Article in Chinese | WPRIM | ID: wpr-858993
ABSTRACT

OBJECTIVE:

To validate the experimental extinction coefficient of a monoclonal antibody with three methods and compare them with the theoretical value.

METHODS:

The theoretical molar extinction coefficient was determined at 280 nm based on the primary sequence of the monoclonal antibody, and the theoretical extinction coefficient was calculated in combination with the molecular weight of the monoclonal antibody measured by mass spectrometry.
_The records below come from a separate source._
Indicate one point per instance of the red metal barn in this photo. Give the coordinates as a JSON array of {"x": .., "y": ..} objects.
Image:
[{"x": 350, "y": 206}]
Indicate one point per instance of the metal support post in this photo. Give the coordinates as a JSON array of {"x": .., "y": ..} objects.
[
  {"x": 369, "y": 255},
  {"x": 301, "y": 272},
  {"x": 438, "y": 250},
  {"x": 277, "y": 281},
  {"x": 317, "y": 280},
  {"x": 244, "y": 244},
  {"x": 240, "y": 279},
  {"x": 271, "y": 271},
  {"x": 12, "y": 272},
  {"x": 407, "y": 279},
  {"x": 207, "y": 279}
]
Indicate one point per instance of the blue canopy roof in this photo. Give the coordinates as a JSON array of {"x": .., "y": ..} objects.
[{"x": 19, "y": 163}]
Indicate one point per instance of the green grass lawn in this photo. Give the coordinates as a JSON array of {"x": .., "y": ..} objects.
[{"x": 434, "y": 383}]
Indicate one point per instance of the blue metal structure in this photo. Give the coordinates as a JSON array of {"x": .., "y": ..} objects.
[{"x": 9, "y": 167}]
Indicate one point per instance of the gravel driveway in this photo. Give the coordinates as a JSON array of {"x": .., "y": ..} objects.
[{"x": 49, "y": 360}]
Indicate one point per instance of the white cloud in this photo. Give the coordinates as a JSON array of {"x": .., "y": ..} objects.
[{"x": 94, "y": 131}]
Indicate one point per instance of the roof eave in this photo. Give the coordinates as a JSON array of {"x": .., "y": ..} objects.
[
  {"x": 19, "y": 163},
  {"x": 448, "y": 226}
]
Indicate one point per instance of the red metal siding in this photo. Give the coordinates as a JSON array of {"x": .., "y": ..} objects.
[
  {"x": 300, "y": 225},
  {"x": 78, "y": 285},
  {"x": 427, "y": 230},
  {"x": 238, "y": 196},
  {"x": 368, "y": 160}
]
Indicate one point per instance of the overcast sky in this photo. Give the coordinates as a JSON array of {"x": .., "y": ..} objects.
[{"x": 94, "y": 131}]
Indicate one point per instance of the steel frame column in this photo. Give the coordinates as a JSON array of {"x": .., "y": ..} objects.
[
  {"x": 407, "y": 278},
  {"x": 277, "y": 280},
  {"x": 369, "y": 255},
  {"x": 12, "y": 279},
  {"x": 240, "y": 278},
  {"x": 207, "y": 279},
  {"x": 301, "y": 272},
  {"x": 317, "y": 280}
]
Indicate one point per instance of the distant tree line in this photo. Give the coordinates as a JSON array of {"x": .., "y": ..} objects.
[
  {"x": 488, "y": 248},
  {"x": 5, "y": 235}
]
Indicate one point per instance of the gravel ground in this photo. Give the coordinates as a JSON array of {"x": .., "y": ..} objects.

The protein concentration of the monoclonal antibody was measured with three methods, and the experimental extinction coefficient was calculated according to Lambert-Beers Law, ie, c=A/EL. Method one was calculating the extinction coefficient of the protein in its folded state (native state) based on the experimental extinction coefficient of the urea-denatured protein in its unfolded state (denatured state); method two was HPLC quantitation in combination with AccQ Fluor kit after acid hydrolysis of protein; method three was amino acid sequence analyzer quantitation after acid hydrolysis of the protein.

RESULTS:

The theoretical extinction coefficient was 1.453 mL·mg-1·cm-1, and the experimental ones by the three methods were (1.442±0.009), (1.529±0.032), and (1.458±0.019) mL·mg-1·m-1, respectively, with the average of (1.477±0.044) mL·mg-1·cm-1 and RSD of 2.979% (n=9), which demonstrated the small differences between the theoretical and experimental extinction coefficients (0.069%-7.708%).

CONCLUSION:

The established determination and verification methods can be used to quantify the protein contents of monoclonal antibody products.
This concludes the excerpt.